Unlike other martial arts, in Brazilian Jiujitsu there are only five basic belt levels. White, blue, purple, brown and black belt, that’s it. Another area where we differ is that we are not promoted up the ranks quickly. In Brazilian Jiujitsu you spend a very long time at each belt.

This brings us to my point: Our white belts can fight. Think about it, you start training a martial art, and they give you a white belt, then orange, then yellow, then blue or green or whatever it is, and it all happens within 3 months of each other. During that time, you are learning katas, and spending time punching the air, and most likely (not always the case) have never experienced actual combat or sparring.

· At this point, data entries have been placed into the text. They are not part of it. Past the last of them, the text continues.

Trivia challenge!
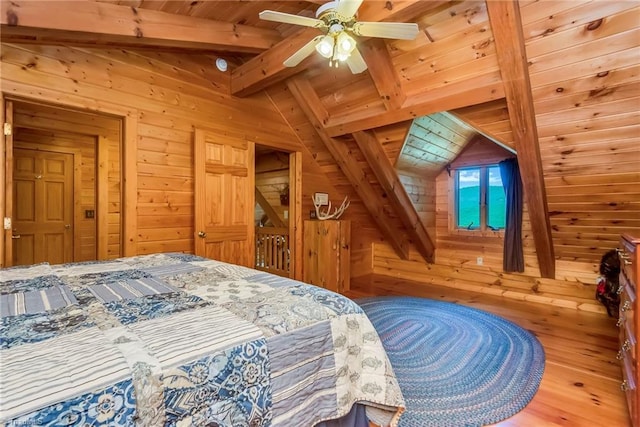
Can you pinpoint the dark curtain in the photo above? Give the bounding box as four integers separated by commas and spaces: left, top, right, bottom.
499, 158, 524, 272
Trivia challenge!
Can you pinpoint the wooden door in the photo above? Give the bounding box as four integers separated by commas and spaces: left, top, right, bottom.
12, 148, 74, 265
0, 99, 13, 268
194, 129, 255, 267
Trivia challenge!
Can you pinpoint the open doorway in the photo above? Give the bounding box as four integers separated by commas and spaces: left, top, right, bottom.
4, 99, 123, 266
254, 145, 296, 277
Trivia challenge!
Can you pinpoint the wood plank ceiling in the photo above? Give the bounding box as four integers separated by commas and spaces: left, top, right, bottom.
0, 0, 640, 277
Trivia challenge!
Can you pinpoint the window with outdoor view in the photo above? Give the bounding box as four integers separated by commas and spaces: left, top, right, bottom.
455, 165, 506, 231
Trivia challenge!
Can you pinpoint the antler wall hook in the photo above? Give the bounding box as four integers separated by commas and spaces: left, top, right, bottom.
311, 196, 351, 220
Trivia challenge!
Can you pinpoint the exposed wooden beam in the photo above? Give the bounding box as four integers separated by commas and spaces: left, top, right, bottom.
287, 78, 409, 259
360, 39, 406, 110
231, 0, 446, 96
256, 187, 287, 227
353, 132, 435, 263
487, 0, 556, 279
0, 0, 282, 53
325, 71, 504, 137
231, 28, 324, 96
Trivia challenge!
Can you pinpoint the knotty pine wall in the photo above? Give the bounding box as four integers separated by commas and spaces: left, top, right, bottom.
1, 44, 381, 270
2, 44, 299, 260
255, 169, 289, 224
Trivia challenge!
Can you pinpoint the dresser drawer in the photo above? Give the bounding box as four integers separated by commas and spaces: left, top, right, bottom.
620, 357, 638, 426
618, 239, 638, 287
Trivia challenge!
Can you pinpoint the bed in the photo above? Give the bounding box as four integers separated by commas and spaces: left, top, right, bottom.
0, 253, 404, 427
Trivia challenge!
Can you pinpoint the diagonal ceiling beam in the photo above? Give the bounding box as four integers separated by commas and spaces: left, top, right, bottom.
287, 78, 409, 259
231, 28, 324, 96
325, 71, 504, 137
487, 0, 556, 278
360, 39, 406, 110
231, 0, 447, 96
0, 0, 282, 53
353, 132, 435, 263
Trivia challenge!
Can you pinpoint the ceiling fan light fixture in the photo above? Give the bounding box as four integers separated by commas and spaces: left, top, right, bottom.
336, 31, 356, 56
316, 35, 335, 59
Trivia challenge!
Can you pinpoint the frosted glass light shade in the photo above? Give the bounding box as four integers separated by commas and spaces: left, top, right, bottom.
316, 35, 335, 58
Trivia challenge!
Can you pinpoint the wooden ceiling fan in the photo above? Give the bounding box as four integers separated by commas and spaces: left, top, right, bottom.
259, 0, 418, 74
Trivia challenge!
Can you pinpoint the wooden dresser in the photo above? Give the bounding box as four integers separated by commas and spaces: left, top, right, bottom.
618, 234, 640, 426
303, 220, 351, 293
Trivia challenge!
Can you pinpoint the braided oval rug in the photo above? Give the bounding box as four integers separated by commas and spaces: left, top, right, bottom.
356, 297, 545, 427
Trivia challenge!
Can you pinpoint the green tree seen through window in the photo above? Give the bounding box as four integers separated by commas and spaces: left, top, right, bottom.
455, 165, 506, 230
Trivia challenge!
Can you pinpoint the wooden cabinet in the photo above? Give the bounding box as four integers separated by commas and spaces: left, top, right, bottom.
303, 220, 351, 293
618, 235, 640, 426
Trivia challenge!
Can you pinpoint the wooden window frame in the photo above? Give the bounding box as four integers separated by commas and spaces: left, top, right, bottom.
449, 163, 504, 237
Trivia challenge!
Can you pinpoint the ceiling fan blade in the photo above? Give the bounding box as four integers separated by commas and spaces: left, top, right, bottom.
353, 22, 418, 40
283, 36, 324, 67
258, 10, 326, 28
336, 0, 363, 21
345, 48, 367, 74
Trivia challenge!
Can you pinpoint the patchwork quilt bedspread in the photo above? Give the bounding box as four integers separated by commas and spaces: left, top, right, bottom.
0, 254, 404, 427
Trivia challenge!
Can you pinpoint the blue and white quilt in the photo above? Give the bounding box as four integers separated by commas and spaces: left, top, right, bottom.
0, 254, 404, 427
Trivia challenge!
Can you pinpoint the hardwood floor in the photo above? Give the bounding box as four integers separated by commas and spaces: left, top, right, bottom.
348, 276, 631, 427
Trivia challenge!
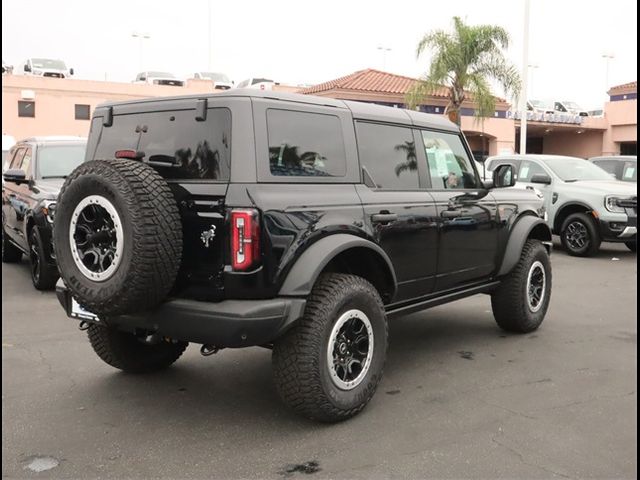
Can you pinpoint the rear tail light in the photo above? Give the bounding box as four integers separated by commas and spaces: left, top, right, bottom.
231, 209, 260, 271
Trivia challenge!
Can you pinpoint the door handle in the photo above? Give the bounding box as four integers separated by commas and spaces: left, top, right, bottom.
371, 212, 398, 224
440, 210, 462, 218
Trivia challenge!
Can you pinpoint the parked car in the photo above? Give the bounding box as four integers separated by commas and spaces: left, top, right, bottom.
553, 100, 589, 117
527, 100, 555, 114
2, 137, 87, 290
22, 58, 73, 78
193, 72, 233, 90
236, 78, 276, 90
54, 89, 552, 421
133, 71, 184, 87
589, 155, 638, 183
487, 155, 637, 257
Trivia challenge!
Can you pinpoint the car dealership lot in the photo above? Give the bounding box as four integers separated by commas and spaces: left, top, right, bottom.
2, 244, 637, 478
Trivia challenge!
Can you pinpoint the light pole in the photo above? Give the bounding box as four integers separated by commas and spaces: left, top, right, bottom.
131, 32, 151, 72
519, 0, 530, 155
527, 63, 540, 98
378, 46, 391, 70
602, 52, 616, 100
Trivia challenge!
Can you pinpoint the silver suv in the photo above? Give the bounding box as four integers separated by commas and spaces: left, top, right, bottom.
485, 155, 638, 257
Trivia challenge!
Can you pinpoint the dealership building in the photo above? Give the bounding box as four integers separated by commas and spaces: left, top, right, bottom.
2, 69, 637, 158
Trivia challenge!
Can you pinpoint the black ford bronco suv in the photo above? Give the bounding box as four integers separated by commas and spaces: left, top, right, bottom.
54, 90, 551, 422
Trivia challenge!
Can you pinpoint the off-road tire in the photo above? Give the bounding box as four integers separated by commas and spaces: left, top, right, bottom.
491, 239, 551, 333
2, 222, 22, 263
560, 213, 602, 257
87, 324, 189, 373
54, 160, 182, 316
29, 227, 60, 290
272, 273, 388, 422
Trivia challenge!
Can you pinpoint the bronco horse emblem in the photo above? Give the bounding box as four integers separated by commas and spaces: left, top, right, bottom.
200, 225, 216, 248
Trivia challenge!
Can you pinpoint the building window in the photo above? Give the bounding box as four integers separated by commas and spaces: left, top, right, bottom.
18, 100, 36, 118
76, 104, 91, 120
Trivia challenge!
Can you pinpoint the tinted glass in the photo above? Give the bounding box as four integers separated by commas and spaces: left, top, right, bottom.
75, 104, 91, 120
518, 160, 548, 182
356, 122, 420, 190
37, 145, 86, 178
422, 130, 479, 190
94, 108, 231, 180
267, 109, 347, 177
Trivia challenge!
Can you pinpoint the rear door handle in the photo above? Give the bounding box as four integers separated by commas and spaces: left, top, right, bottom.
440, 210, 462, 218
371, 213, 398, 223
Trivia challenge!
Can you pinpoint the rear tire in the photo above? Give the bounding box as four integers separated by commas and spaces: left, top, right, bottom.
491, 240, 551, 333
2, 222, 22, 263
560, 213, 602, 257
87, 324, 189, 373
273, 273, 388, 422
29, 227, 59, 290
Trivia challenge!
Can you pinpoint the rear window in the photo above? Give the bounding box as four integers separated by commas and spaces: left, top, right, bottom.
94, 108, 231, 181
267, 109, 347, 177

Meanwhile, from day one of Brazilian Jiujitsu training we are actually rolling and sparring with a live, resisting opponent. From day one you are actually fighting for survival against someone who is attempting to dominate you, while you in turn are attempting to dominate them. Yet, you remain with that very same white belt a year later. Meanwhile the other person may have already advanced 4 belts in that same time period.

Thing is, I’d bet the farm that my Jiujitsu guy can kick the other guy’s ass in a real fight. Assuming they are training a specific martial art of course. If they are also training in BJJ or other form of mixed martial arts, then I’d be more reserved with my betting on that call.

However, you take a pure karate guy with one year of training (except maybe kyokushin or some other form of real karate fighting, they might stand a chance) and put them up against a BJJ guy with one year of fighting, and that fight would more than likely go to the grappler.

This being said, I feel that boxing, judo, wrestling, and kickboxing are also arts that have you learning how to actually fight much sooner than what we’ll call the traditional martial art styles. I took Shotokan karate for a few months when I was younger, and I never actually learned how to fight in all that time. I learned some useless forms, punches, kicks and some blocks, but never actually used them in sparring. Lower belts were not allowed to make any contact whatsoever, no sparring.

In BJJ, as I mentioned earlier, we were live fighting from day one. One year later, you have one year of real fighting experience. This stuff is no joke, and I tell my friends who tease me for having a white belt that they should definitely try it out.

So in closing, I’ll repeat, don’t sleep on our rank, our white belts can fight! Don’t even get me started on the higher belts, they would just decimate you.